Dongguan Tomwell Garment Co (東莞聯泰製衣) has cut working hours of factory workers. Pacific Textiles Ltd (互太紡織) gave them one holiday per week and will introduce a system to reduce hours while keeping up production volumes next month, Yamaguchi, Japan-based Fast Retailing said yesterday in a statement.
The efforts follow investigations taken after the Jan. 11 report from Students & Scholars Against Misbehavior (SACOM), a Hong Kong-based non-governmental organization. Other steps include ending a system of fines, introducing air quality and temperature checks, and training on labor rights for workers who are not represented by unions, Fast Retailing said, adding it was still in a dialogue with SACOM on other issues it found contradicted with the NGO’s report.
Fast Retailing founder Tadashi Yanai is reported to be the richest man in Japan, with wealth estimated by business magazine Forbes at US$17.8 billion as of April last year. He has parlayed the men’s clothing store his father started in a western Japanese mining town into a global garment empire employing more than 30,400 workers.

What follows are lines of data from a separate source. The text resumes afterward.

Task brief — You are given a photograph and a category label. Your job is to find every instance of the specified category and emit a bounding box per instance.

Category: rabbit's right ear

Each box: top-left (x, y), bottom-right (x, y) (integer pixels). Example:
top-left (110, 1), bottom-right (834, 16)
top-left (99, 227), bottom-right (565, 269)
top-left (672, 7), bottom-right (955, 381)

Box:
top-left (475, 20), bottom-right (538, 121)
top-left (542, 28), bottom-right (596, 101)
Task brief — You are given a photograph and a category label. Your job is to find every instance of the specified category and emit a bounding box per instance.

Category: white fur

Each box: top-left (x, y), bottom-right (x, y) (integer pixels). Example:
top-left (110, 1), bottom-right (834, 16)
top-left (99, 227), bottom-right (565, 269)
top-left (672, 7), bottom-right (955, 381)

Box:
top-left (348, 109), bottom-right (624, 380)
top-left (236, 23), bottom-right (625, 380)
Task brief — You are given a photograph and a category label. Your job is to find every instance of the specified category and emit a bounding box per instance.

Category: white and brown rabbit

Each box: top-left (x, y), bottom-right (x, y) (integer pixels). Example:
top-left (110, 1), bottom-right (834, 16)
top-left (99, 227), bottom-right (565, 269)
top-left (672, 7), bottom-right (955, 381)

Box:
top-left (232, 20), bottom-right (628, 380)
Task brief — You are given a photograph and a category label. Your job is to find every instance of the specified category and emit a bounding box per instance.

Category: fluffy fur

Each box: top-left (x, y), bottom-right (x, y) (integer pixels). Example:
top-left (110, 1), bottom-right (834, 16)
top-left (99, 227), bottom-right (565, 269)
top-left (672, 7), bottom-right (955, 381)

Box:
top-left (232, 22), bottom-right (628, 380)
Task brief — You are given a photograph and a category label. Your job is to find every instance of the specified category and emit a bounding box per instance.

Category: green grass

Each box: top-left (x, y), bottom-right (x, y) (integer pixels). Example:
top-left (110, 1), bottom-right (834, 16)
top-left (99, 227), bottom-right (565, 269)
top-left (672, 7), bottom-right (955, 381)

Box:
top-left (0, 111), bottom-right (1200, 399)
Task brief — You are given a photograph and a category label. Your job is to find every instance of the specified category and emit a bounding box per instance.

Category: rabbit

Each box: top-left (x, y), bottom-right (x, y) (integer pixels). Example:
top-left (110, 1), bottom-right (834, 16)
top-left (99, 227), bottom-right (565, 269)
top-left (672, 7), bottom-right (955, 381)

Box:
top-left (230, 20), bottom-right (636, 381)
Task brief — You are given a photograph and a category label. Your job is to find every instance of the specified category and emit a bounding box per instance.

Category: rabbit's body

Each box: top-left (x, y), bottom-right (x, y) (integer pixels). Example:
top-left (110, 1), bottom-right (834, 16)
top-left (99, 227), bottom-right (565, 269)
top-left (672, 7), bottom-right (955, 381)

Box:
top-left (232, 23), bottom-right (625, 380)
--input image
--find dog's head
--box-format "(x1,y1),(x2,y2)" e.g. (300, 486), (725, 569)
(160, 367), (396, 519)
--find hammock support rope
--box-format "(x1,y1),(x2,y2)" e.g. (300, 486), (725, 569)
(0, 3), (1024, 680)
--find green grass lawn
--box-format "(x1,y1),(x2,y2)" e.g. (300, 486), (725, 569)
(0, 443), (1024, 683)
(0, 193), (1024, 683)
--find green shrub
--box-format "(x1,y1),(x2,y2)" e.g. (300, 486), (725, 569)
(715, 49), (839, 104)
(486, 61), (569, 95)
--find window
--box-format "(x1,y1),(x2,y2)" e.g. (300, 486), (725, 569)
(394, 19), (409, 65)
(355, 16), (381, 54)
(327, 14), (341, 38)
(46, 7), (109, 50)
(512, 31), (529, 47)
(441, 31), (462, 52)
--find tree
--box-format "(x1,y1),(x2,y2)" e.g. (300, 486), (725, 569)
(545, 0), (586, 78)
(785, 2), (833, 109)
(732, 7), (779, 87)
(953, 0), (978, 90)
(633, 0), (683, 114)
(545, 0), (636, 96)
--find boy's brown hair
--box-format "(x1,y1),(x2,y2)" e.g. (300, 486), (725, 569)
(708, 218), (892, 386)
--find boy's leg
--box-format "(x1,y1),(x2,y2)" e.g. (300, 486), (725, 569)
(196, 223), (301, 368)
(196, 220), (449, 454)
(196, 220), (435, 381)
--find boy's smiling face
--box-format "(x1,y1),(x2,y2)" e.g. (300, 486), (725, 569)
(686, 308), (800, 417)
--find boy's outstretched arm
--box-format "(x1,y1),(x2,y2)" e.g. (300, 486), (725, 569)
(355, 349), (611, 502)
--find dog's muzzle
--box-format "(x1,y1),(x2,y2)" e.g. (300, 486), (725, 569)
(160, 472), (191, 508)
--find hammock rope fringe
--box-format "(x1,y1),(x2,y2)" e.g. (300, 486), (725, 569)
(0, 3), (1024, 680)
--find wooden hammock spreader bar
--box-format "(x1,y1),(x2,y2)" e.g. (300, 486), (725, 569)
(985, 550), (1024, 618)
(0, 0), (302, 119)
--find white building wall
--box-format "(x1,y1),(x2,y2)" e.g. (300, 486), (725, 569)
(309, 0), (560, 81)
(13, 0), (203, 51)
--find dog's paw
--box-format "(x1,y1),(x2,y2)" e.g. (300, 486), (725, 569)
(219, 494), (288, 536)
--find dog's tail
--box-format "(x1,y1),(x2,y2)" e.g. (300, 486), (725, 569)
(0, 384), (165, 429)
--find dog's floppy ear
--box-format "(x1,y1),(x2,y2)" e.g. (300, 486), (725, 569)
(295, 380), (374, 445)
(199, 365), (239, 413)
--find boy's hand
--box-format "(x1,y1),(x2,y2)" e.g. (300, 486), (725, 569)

However, the company’s low-cost, high fashion production model is challenged by rising wages in China, obliging it to operate in lower-cost countries such as Cambodia and Bangladesh, where managing conditions at factories could prove more daunting.
Yanai has set a goal of generating ￥5 trillion (US$42 billion) in annual sales by 2020, seeking to surpass rivals like Gap Inc and Spain’s Inditex SA, which owns the Zara brand. Fast Retailing rose 0.5 percent to ￥43,705 at the close of Tokyo trading yesterday, while the benchmark TOPIX gained 1.4 percent.